A previously healthy 37-year-old woman was diagnosed with a rare neurological condition after she was administered a second dose of a trial anti-COVID vaccine, internal documents show.
It was determined that the volunteer, whose name was not disclosed to the media, developed transverse myelitis, a rare neurological ailment caused by inflammation of the spine, after receiving a second dose of an experimental anti-COVID vaccine produced by a British pharmacological giant.
Though the report states that the woman had no adverse reaction after her first dose in early June, she began to experience neurological symptoms some two weeks after her second injection in August.
The symptoms started during her jogging routine when she tripped due to a motor function issue. The next day, she experienced difficulties walking, weakness in her arms, impaired motor control over her hands, a headache, and reduced feeling in her torso. On September 5th, the woman was hospitalized and diagnosed with “confirmed transverse myelitis.”
The company’s own internal report – known as a “Suspected or Unexpected Serious Adverse Reaction report” or SUSAR, confirmed diagnostics on two occasions. The report read that the volunteer had no previous neurological conditions that could explain the neurological disease, concluding that probable cause is the experimental anti-COVID vaccine.
“The resolution of her symptoms is quite rapid considering her illness started only four days ago,” the report says, adding that her symptoms were improving.
Less than a week after developing symptoms, however, the woman began to make a recovery. “Her strength and dexterity in her hands were getting better,” the report observed.
To date, no other trial participants have experienced similar reactions to the vaccine. AstraZeneca consider it a breakthrough in fighting the coronavirus pandemic.
In a previously released report called “participant information sheet”, the company acknowledged that a volunteer had developed “unexplained neurological symptoms”, while avoiding linking the woman’s condition to the vaccine they developed. However, the company paused its trials worldwide after the incident.

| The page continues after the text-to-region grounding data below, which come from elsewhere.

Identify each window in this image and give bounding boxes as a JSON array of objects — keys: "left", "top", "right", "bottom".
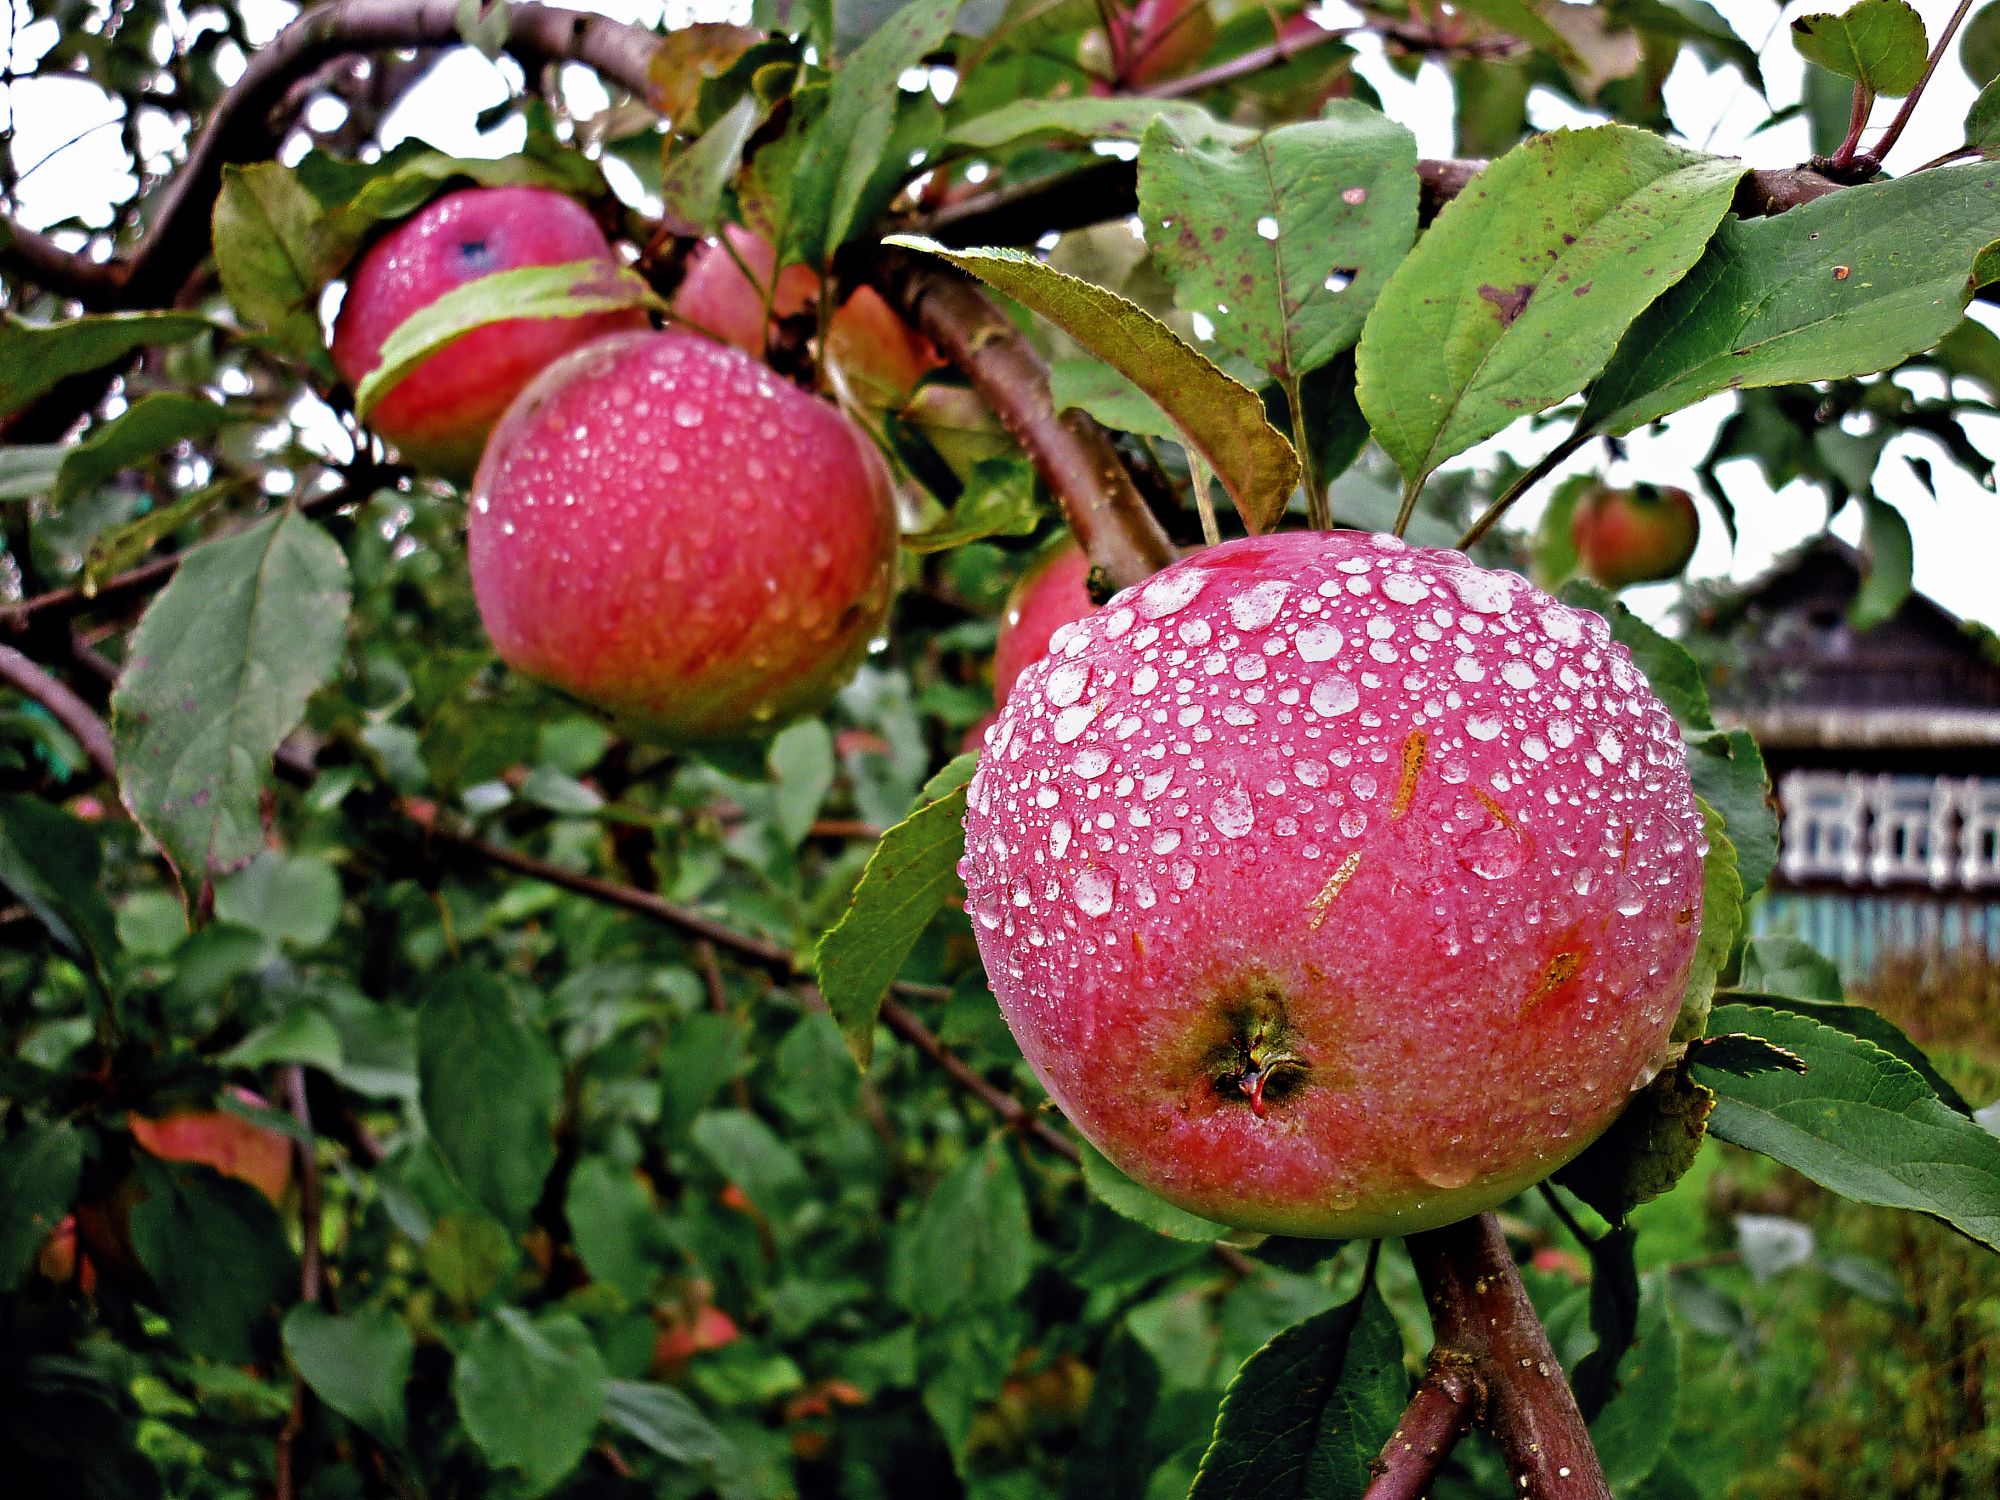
[
  {"left": 1866, "top": 776, "right": 1949, "bottom": 887},
  {"left": 1779, "top": 771, "right": 1868, "bottom": 884},
  {"left": 1952, "top": 779, "right": 2000, "bottom": 889}
]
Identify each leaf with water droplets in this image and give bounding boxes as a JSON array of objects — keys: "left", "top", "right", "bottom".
[
  {"left": 1137, "top": 103, "right": 1418, "bottom": 381},
  {"left": 1698, "top": 1001, "right": 2000, "bottom": 1250},
  {"left": 885, "top": 235, "right": 1301, "bottom": 532},
  {"left": 815, "top": 754, "right": 978, "bottom": 1066},
  {"left": 1355, "top": 125, "right": 1742, "bottom": 492},
  {"left": 111, "top": 510, "right": 350, "bottom": 893}
]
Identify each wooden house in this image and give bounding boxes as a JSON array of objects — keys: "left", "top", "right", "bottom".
[{"left": 1699, "top": 537, "right": 2000, "bottom": 976}]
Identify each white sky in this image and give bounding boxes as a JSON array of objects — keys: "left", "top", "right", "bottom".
[{"left": 4, "top": 0, "right": 1995, "bottom": 628}]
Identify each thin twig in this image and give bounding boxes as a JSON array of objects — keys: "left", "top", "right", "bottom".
[
  {"left": 0, "top": 642, "right": 118, "bottom": 782},
  {"left": 276, "top": 1063, "right": 323, "bottom": 1500},
  {"left": 1870, "top": 0, "right": 1979, "bottom": 165},
  {"left": 1457, "top": 431, "right": 1589, "bottom": 551},
  {"left": 1539, "top": 1181, "right": 1599, "bottom": 1249},
  {"left": 1361, "top": 1358, "right": 1478, "bottom": 1500}
]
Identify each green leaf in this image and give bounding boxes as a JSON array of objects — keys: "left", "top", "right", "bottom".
[
  {"left": 901, "top": 457, "right": 1043, "bottom": 552},
  {"left": 1047, "top": 359, "right": 1177, "bottom": 439},
  {"left": 1966, "top": 0, "right": 2000, "bottom": 84},
  {"left": 452, "top": 1309, "right": 607, "bottom": 1495},
  {"left": 51, "top": 393, "right": 236, "bottom": 507},
  {"left": 1555, "top": 1061, "right": 1715, "bottom": 1223},
  {"left": 1137, "top": 103, "right": 1419, "bottom": 380},
  {"left": 660, "top": 93, "right": 763, "bottom": 236},
  {"left": 423, "top": 1210, "right": 518, "bottom": 1307},
  {"left": 1079, "top": 1142, "right": 1230, "bottom": 1242},
  {"left": 354, "top": 261, "right": 661, "bottom": 420},
  {"left": 282, "top": 1305, "right": 413, "bottom": 1447},
  {"left": 1790, "top": 0, "right": 1928, "bottom": 96},
  {"left": 769, "top": 720, "right": 835, "bottom": 849},
  {"left": 815, "top": 753, "right": 977, "bottom": 1065},
  {"left": 418, "top": 971, "right": 560, "bottom": 1228},
  {"left": 1685, "top": 728, "right": 1777, "bottom": 900},
  {"left": 0, "top": 1123, "right": 84, "bottom": 1291},
  {"left": 688, "top": 1110, "right": 811, "bottom": 1232},
  {"left": 565, "top": 1157, "right": 656, "bottom": 1305},
  {"left": 1585, "top": 1273, "right": 1680, "bottom": 1488},
  {"left": 0, "top": 795, "right": 117, "bottom": 990},
  {"left": 0, "top": 310, "right": 214, "bottom": 421},
  {"left": 129, "top": 1161, "right": 298, "bottom": 1364},
  {"left": 0, "top": 443, "right": 62, "bottom": 501},
  {"left": 1676, "top": 801, "right": 1740, "bottom": 1042},
  {"left": 890, "top": 1135, "right": 1032, "bottom": 1322},
  {"left": 1968, "top": 76, "right": 2000, "bottom": 154},
  {"left": 1739, "top": 935, "right": 1843, "bottom": 1001},
  {"left": 1581, "top": 163, "right": 2000, "bottom": 435},
  {"left": 111, "top": 510, "right": 350, "bottom": 888},
  {"left": 214, "top": 850, "right": 342, "bottom": 948},
  {"left": 948, "top": 96, "right": 1227, "bottom": 151},
  {"left": 886, "top": 236, "right": 1301, "bottom": 531},
  {"left": 601, "top": 1379, "right": 738, "bottom": 1469},
  {"left": 1722, "top": 991, "right": 1973, "bottom": 1115},
  {"left": 212, "top": 162, "right": 344, "bottom": 379},
  {"left": 786, "top": 0, "right": 963, "bottom": 265},
  {"left": 1189, "top": 1281, "right": 1406, "bottom": 1500},
  {"left": 1355, "top": 125, "right": 1741, "bottom": 491},
  {"left": 82, "top": 478, "right": 245, "bottom": 591},
  {"left": 222, "top": 1007, "right": 346, "bottom": 1072},
  {"left": 456, "top": 0, "right": 512, "bottom": 58},
  {"left": 1851, "top": 493, "right": 1914, "bottom": 628},
  {"left": 1696, "top": 1002, "right": 2000, "bottom": 1250}
]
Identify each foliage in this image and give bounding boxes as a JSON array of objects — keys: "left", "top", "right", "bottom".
[{"left": 1, "top": 0, "right": 1998, "bottom": 1497}]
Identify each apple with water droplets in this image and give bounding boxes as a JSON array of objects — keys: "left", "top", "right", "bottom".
[
  {"left": 994, "top": 542, "right": 1097, "bottom": 707},
  {"left": 1570, "top": 483, "right": 1699, "bottom": 590},
  {"left": 961, "top": 530, "right": 1705, "bottom": 1237},
  {"left": 332, "top": 184, "right": 646, "bottom": 479},
  {"left": 469, "top": 329, "right": 898, "bottom": 742}
]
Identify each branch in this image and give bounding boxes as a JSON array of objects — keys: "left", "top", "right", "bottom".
[
  {"left": 1870, "top": 0, "right": 1979, "bottom": 166},
  {"left": 1396, "top": 1212, "right": 1610, "bottom": 1498},
  {"left": 869, "top": 247, "right": 1178, "bottom": 592},
  {"left": 1362, "top": 1358, "right": 1478, "bottom": 1500},
  {"left": 0, "top": 641, "right": 118, "bottom": 782}
]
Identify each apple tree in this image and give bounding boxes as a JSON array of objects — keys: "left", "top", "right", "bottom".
[{"left": 1, "top": 1, "right": 1998, "bottom": 1497}]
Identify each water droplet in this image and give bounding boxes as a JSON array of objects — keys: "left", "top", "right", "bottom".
[
  {"left": 1074, "top": 868, "right": 1115, "bottom": 916},
  {"left": 1073, "top": 747, "right": 1111, "bottom": 779},
  {"left": 1210, "top": 786, "right": 1255, "bottom": 838},
  {"left": 1049, "top": 819, "right": 1072, "bottom": 858},
  {"left": 1382, "top": 572, "right": 1429, "bottom": 605},
  {"left": 1046, "top": 662, "right": 1089, "bottom": 707},
  {"left": 1229, "top": 579, "right": 1290, "bottom": 632},
  {"left": 1451, "top": 570, "right": 1512, "bottom": 614},
  {"left": 1296, "top": 622, "right": 1343, "bottom": 662},
  {"left": 1053, "top": 705, "right": 1098, "bottom": 743},
  {"left": 1466, "top": 714, "right": 1503, "bottom": 742},
  {"left": 1310, "top": 676, "right": 1360, "bottom": 717},
  {"left": 1138, "top": 568, "right": 1207, "bottom": 619}
]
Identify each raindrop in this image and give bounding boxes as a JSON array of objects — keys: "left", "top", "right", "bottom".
[
  {"left": 1310, "top": 676, "right": 1360, "bottom": 717},
  {"left": 1074, "top": 868, "right": 1115, "bottom": 916},
  {"left": 1210, "top": 786, "right": 1255, "bottom": 839},
  {"left": 1296, "top": 622, "right": 1343, "bottom": 662},
  {"left": 1229, "top": 579, "right": 1290, "bottom": 631}
]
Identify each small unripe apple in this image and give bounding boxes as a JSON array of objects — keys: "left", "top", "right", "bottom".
[
  {"left": 673, "top": 225, "right": 941, "bottom": 405},
  {"left": 469, "top": 329, "right": 898, "bottom": 742},
  {"left": 1570, "top": 483, "right": 1699, "bottom": 590},
  {"left": 994, "top": 543, "right": 1096, "bottom": 707},
  {"left": 961, "top": 531, "right": 1704, "bottom": 1238},
  {"left": 332, "top": 185, "right": 646, "bottom": 478},
  {"left": 129, "top": 1086, "right": 292, "bottom": 1204}
]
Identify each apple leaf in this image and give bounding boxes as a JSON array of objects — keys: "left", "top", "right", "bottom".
[
  {"left": 51, "top": 392, "right": 237, "bottom": 508},
  {"left": 1189, "top": 1281, "right": 1406, "bottom": 1500},
  {"left": 815, "top": 753, "right": 977, "bottom": 1065},
  {"left": 1720, "top": 991, "right": 1974, "bottom": 1115},
  {"left": 1580, "top": 162, "right": 2000, "bottom": 435},
  {"left": 1696, "top": 1002, "right": 2000, "bottom": 1250},
  {"left": 888, "top": 1135, "right": 1032, "bottom": 1321},
  {"left": 900, "top": 457, "right": 1043, "bottom": 552},
  {"left": 1355, "top": 125, "right": 1741, "bottom": 494},
  {"left": 601, "top": 1380, "right": 739, "bottom": 1472},
  {"left": 422, "top": 1211, "right": 518, "bottom": 1309},
  {"left": 1686, "top": 728, "right": 1777, "bottom": 900},
  {"left": 0, "top": 797, "right": 117, "bottom": 994},
  {"left": 83, "top": 478, "right": 245, "bottom": 594},
  {"left": 1676, "top": 800, "right": 1740, "bottom": 1043},
  {"left": 1555, "top": 1063, "right": 1716, "bottom": 1224},
  {"left": 0, "top": 310, "right": 216, "bottom": 421},
  {"left": 947, "top": 96, "right": 1229, "bottom": 151},
  {"left": 688, "top": 1110, "right": 812, "bottom": 1237},
  {"left": 1684, "top": 1032, "right": 1810, "bottom": 1078},
  {"left": 768, "top": 720, "right": 835, "bottom": 850},
  {"left": 1790, "top": 0, "right": 1928, "bottom": 97},
  {"left": 1851, "top": 493, "right": 1914, "bottom": 629},
  {"left": 1738, "top": 936, "right": 1844, "bottom": 1001},
  {"left": 785, "top": 0, "right": 963, "bottom": 267},
  {"left": 0, "top": 1122, "right": 83, "bottom": 1291},
  {"left": 352, "top": 261, "right": 662, "bottom": 421},
  {"left": 886, "top": 235, "right": 1301, "bottom": 531},
  {"left": 282, "top": 1304, "right": 414, "bottom": 1448},
  {"left": 111, "top": 509, "right": 350, "bottom": 890},
  {"left": 1078, "top": 1142, "right": 1231, "bottom": 1242},
  {"left": 1136, "top": 102, "right": 1419, "bottom": 381},
  {"left": 417, "top": 971, "right": 560, "bottom": 1229},
  {"left": 129, "top": 1159, "right": 298, "bottom": 1364},
  {"left": 660, "top": 93, "right": 762, "bottom": 237},
  {"left": 212, "top": 162, "right": 345, "bottom": 380},
  {"left": 1047, "top": 358, "right": 1177, "bottom": 440},
  {"left": 564, "top": 1156, "right": 656, "bottom": 1306},
  {"left": 1967, "top": 76, "right": 2000, "bottom": 154},
  {"left": 451, "top": 1309, "right": 607, "bottom": 1496}
]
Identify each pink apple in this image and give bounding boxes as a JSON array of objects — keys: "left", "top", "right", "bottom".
[
  {"left": 1571, "top": 483, "right": 1700, "bottom": 590},
  {"left": 673, "top": 224, "right": 941, "bottom": 405},
  {"left": 993, "top": 543, "right": 1096, "bottom": 707},
  {"left": 469, "top": 330, "right": 898, "bottom": 742},
  {"left": 961, "top": 530, "right": 1704, "bottom": 1237},
  {"left": 129, "top": 1086, "right": 291, "bottom": 1205},
  {"left": 332, "top": 185, "right": 647, "bottom": 478}
]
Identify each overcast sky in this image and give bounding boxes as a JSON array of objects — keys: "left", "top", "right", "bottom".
[{"left": 4, "top": 0, "right": 1995, "bottom": 629}]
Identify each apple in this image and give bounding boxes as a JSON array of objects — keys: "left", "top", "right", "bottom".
[
  {"left": 1570, "top": 483, "right": 1699, "bottom": 590},
  {"left": 960, "top": 530, "right": 1705, "bottom": 1238},
  {"left": 673, "top": 224, "right": 941, "bottom": 406},
  {"left": 36, "top": 1214, "right": 98, "bottom": 1294},
  {"left": 129, "top": 1086, "right": 292, "bottom": 1204},
  {"left": 993, "top": 543, "right": 1096, "bottom": 708},
  {"left": 469, "top": 329, "right": 898, "bottom": 743},
  {"left": 1112, "top": 0, "right": 1217, "bottom": 85},
  {"left": 651, "top": 1301, "right": 740, "bottom": 1378},
  {"left": 332, "top": 184, "right": 647, "bottom": 479}
]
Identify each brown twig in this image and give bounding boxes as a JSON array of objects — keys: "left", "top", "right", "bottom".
[
  {"left": 0, "top": 641, "right": 118, "bottom": 782},
  {"left": 1869, "top": 0, "right": 1979, "bottom": 166},
  {"left": 1362, "top": 1358, "right": 1479, "bottom": 1500},
  {"left": 276, "top": 1062, "right": 324, "bottom": 1500}
]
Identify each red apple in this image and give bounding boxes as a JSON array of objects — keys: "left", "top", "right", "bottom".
[
  {"left": 673, "top": 225, "right": 941, "bottom": 406},
  {"left": 1570, "top": 483, "right": 1699, "bottom": 590},
  {"left": 651, "top": 1302, "right": 740, "bottom": 1378},
  {"left": 469, "top": 329, "right": 898, "bottom": 742},
  {"left": 36, "top": 1214, "right": 98, "bottom": 1294},
  {"left": 1112, "top": 0, "right": 1217, "bottom": 85},
  {"left": 332, "top": 185, "right": 647, "bottom": 479},
  {"left": 129, "top": 1086, "right": 292, "bottom": 1204},
  {"left": 961, "top": 530, "right": 1704, "bottom": 1237},
  {"left": 993, "top": 543, "right": 1096, "bottom": 708}
]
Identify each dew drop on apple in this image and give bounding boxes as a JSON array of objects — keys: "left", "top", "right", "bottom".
[
  {"left": 1228, "top": 579, "right": 1290, "bottom": 631},
  {"left": 1296, "top": 622, "right": 1343, "bottom": 662},
  {"left": 1138, "top": 568, "right": 1207, "bottom": 619},
  {"left": 1046, "top": 661, "right": 1089, "bottom": 706},
  {"left": 1073, "top": 747, "right": 1111, "bottom": 779},
  {"left": 1310, "top": 676, "right": 1359, "bottom": 717}
]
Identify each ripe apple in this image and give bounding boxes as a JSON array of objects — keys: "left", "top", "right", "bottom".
[
  {"left": 651, "top": 1301, "right": 740, "bottom": 1378},
  {"left": 673, "top": 224, "right": 941, "bottom": 406},
  {"left": 1113, "top": 0, "right": 1217, "bottom": 85},
  {"left": 332, "top": 184, "right": 647, "bottom": 479},
  {"left": 469, "top": 329, "right": 898, "bottom": 742},
  {"left": 1570, "top": 483, "right": 1699, "bottom": 590},
  {"left": 961, "top": 530, "right": 1705, "bottom": 1238},
  {"left": 993, "top": 543, "right": 1096, "bottom": 708},
  {"left": 129, "top": 1086, "right": 292, "bottom": 1204}
]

Furthermore, AstraZeneca claimed the reaction was “considered unlikely to be associated with the vaccine or there was insufficient evidence to say for certain that the illnesses were or were not related to the vaccine,” despite the internal revision which determined an obvious link between the vaccine and neurological conditions that the volunteer developed.
The company resumed trials in the UK and Brazil, but their trials remain on hold in the US until health authorities determine it is safe to continue, said Moncef Slaoui, Moroccan-born Belgian-American researcher and former head of GlaxoSmithKline’s vaccines department, now chief adviser to the US government’s Covid-19 vaccine effort.
According to Oxford University, some 18,000 volunteers around the world have received the experimental anti-COVID vaccine.